A managed account is a type of investment account where a professional money manager oversees the holdings on behalf of the investor, making tailored investment decisions based on the client's specific objectives, risk tolerance, and preferences. Unlike pooled investment vehicles, such as mutual funds, managed accounts offer direct ownership of securities, enabling investors to have more control and customization. These accounts are often used by high-net-worth individuals, family offices, and institutions seeking personalized portfolio management with transparency and flexibility. In the financial and wealth management industries, managed accounts allow for bespoke asset allocation, tax management strategies, and the ability to exclude or include certain securities according to the investor's ethical considerations or financial goals. Portfolio managers typically use discretion to buy and sell securities within the account in alignment with an agreed-upon investment policy statement (IPS). This contrasts with self-directed accounts, where the investor makes all trading decisions independently.

Why Managed Account Matters for Family Offices

Understanding and utilizing managed accounts provides tailored investment management that aligns with detailed financial goals and tax considerations, essential for preserving and growing wealth over multiple generations. Managed accounts facilitate greater transparency, as investors retain ownership of the underlying assets and receive detailed reporting. This direct ownership can enhance tax efficiency by enabling strategies such as tax-loss harvesting and customized income distributions. Moreover, managed accounts support governance and compliance within a family office or wealth management context by offering clear accountability from the portfolio manager and alignment with fiduciary standards. The ability to customize the portfolio can help mitigate risks associated with concentration, unsuitable investments, or conflicts of interest. Consequently, managed accounts play a crucial role in strategic investment planning and risk management for sophisticated investors.

Examples of Managed Account in Practice

A family office opens a managed account with a portfolio manager who tailors the investment portfolio to exclude certain industries due to the family's ethical preferences and optimizes the portfolio for tax efficiency. The portfolio manager actively trades stocks and bonds within the account, providing quarterly performance reports directly reflecting the securities owned. For example, the account might hold $2 million in high-quality equities and fixed income, with specific allocations adjusted based on market conditions and family objectives.

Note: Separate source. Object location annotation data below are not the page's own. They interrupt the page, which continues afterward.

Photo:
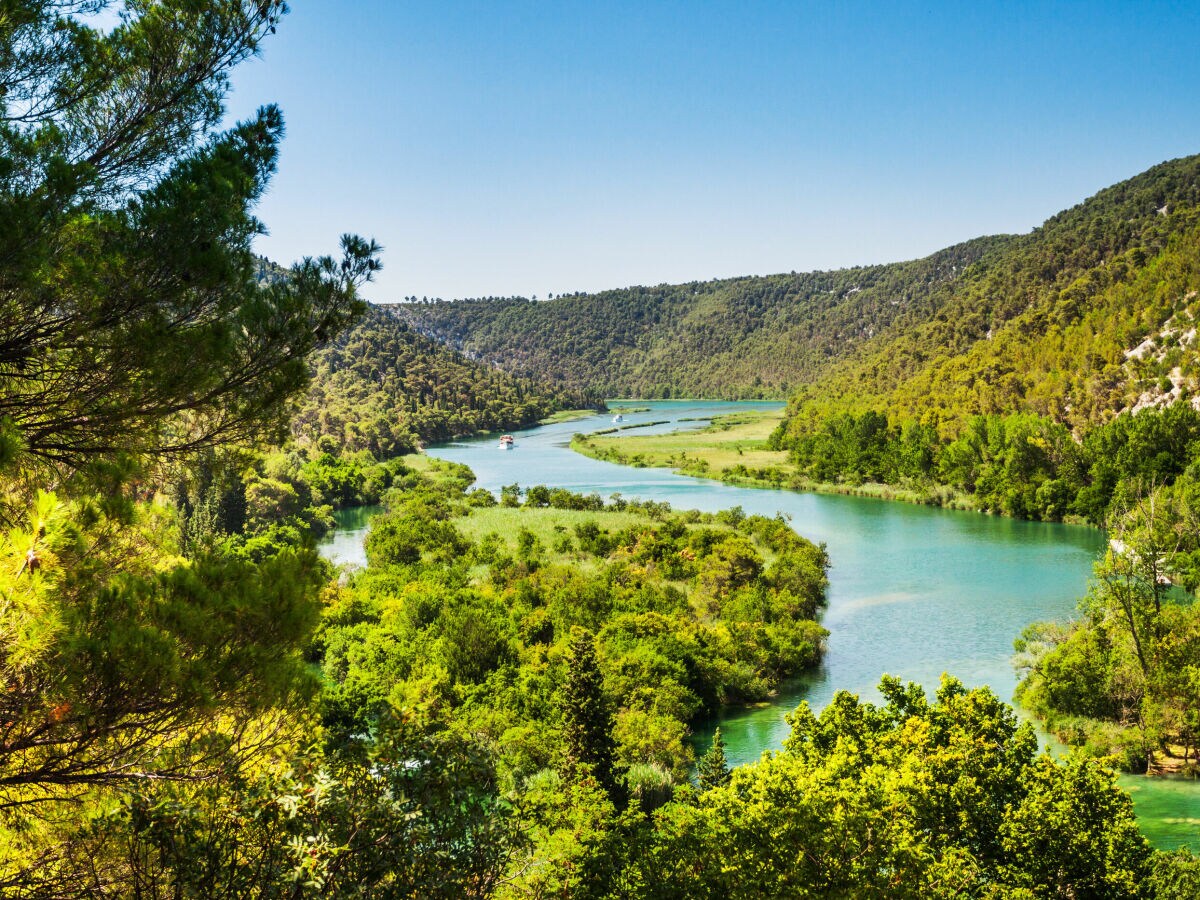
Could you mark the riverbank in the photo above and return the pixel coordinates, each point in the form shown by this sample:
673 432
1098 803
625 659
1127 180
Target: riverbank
568 415
735 450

Managed Account vs. Related Concepts

Separately Managed Account

Separately Managed Accounts (SMAs) are a specific form of managed account where investments are managed on a separate basis for an individual investor, often with greater customization and transparency than pooled funds. SMAs emphasize direct ownership of assets and bespoke portfolio construction, similar to managed accounts, but the term often highlights use in particular institutional or high-net-worth contexts.

Managed Account FAQs & Misconceptions

What distinguishes a managed account from a mutual fund?

A managed account offers direct ownership of securities personalized to the investor's needs and provides customized management, whereas a mutual fund pools investors' money to buy a standardized portfolio in which investors own shares of the fund, not the underlying assets.

Are managed accounts tax-efficient compared to other investment vehicles?

Yes, managed accounts allow for greater tax efficiency because portfolio managers can implement tax-loss harvesting, control the timing of capital gains, and customize income distributions based on the investor's tax situation.

Who typically benefits from using managed accounts?

Managed accounts are especially beneficial for high-net-worth individuals, family offices, and institutional investors who require customized investment solutions, transparency, and the ability to align portfolios with specific financial goals and values.